Find the density function and the distribution function of X [duplicate]

Question

Possible Duplicate:
Functions of Random Variables
Let X be a continuous random variable

Let X be a random variable uniformly distributed on the interval [−2, 2], and Y = (X − 1)^2. Find the density function and the distribution function of X

Answer 1

I will assume that the $X$ at the end is a typo for $Y$. Let us find the cumulative distribution function $F_Y(y)$ of $y$. Then we can differentiate (not done) to find the density function $f_Y(y)$ of $Y$. We have $$F_Y(y)=P(Y\le y)=P((X-1)^2\le y).$$ If $y<0$, this probability is $0$. So $F_Y(y)=0$ if $y<0$. From here on, assume that $y\ge 0$. For $y\ge 0$, we have $$P((X-1)^2\le y)=P(-\sqrt{y}\le X-1\le \sqrt{y})=P(1-\sqrt{y}\le X\le 1+\sqrt{y}). \tag{$\ast$}$$ Now the analysis breaks down into three cases.

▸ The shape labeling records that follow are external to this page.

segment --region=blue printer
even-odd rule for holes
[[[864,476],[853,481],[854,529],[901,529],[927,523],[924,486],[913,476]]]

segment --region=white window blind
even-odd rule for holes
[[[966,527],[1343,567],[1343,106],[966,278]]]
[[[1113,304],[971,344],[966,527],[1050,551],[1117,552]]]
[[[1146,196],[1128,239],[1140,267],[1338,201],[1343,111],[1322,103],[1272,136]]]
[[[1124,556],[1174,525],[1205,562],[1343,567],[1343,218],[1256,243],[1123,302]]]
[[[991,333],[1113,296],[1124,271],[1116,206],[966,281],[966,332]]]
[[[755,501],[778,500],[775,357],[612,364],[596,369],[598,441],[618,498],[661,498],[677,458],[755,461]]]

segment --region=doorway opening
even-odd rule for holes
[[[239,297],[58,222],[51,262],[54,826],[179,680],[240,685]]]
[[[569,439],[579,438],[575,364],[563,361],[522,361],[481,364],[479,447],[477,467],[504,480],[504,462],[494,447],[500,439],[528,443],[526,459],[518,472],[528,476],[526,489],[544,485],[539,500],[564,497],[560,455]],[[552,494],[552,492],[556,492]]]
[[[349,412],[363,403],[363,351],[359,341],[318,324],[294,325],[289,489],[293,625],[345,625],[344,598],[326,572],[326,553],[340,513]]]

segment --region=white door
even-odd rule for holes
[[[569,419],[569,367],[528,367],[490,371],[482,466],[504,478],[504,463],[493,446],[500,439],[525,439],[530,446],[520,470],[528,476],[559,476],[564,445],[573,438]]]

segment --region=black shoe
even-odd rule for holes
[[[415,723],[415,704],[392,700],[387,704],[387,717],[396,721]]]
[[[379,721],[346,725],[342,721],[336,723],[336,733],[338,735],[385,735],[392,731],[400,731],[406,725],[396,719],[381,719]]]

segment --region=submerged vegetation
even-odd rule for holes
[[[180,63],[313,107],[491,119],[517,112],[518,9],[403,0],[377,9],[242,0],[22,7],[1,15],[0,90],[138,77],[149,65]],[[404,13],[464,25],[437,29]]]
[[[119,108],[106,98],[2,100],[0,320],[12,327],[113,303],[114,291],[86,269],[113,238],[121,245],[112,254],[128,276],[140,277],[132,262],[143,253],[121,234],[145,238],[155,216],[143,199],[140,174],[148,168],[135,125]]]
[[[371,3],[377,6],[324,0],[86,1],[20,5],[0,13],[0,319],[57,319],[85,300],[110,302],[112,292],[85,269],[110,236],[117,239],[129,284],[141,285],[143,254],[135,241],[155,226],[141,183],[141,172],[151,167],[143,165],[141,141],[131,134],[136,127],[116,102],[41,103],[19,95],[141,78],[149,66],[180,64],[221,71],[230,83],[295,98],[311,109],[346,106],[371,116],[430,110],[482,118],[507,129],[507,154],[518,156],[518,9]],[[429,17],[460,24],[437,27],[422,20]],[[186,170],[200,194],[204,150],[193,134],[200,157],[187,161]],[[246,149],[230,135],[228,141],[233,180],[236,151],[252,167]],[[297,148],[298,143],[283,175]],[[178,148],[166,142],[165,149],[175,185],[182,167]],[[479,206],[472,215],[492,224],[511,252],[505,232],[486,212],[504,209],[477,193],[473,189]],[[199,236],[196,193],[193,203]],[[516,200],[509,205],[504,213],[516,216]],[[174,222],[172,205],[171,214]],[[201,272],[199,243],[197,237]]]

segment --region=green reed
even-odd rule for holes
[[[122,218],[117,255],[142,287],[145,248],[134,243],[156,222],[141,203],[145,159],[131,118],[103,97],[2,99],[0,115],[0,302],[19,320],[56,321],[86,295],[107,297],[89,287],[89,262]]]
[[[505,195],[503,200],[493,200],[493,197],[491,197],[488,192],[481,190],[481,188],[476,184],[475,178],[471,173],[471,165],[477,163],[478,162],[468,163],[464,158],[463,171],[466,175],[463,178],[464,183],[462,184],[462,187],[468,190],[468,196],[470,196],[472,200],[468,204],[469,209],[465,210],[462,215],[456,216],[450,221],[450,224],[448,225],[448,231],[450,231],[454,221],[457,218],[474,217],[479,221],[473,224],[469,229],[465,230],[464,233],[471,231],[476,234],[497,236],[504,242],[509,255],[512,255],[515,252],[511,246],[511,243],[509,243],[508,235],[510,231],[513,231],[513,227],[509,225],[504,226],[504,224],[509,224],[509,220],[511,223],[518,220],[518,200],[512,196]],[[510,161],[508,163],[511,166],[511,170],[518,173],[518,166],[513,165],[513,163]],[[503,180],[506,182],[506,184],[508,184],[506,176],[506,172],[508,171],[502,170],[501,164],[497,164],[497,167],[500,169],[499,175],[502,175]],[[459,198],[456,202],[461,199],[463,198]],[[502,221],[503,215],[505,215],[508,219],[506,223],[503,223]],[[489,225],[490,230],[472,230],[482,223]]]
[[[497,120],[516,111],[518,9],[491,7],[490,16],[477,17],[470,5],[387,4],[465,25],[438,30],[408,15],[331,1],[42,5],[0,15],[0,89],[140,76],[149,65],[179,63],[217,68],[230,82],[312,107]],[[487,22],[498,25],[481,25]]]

If $y> 9$, the interval in $(\ast)$ fully covers the interval $[-2,2]$, so $F_Y(y)=1$.

Now let $y$ range from $1$ to $9$. For $y$ in this range, $1+\sqrt{y} \ge 2$. So in this range, $P(1-\sqrt{y}\le X\le 1+\sqrt{y})$ is the probability that $X$ ranges from $1-\sqrt{y}$ to $2$. (Remember, the density of $X$ is $0$ beyond $2$.) Thus for $y$ in this range, $F_Y(y)=(2-(1-\sqrt{y}))/4$.

Finally, look at $0 \le y <1$. I leave to you the computation of $F_Y(y)$ for $y$ in this interval.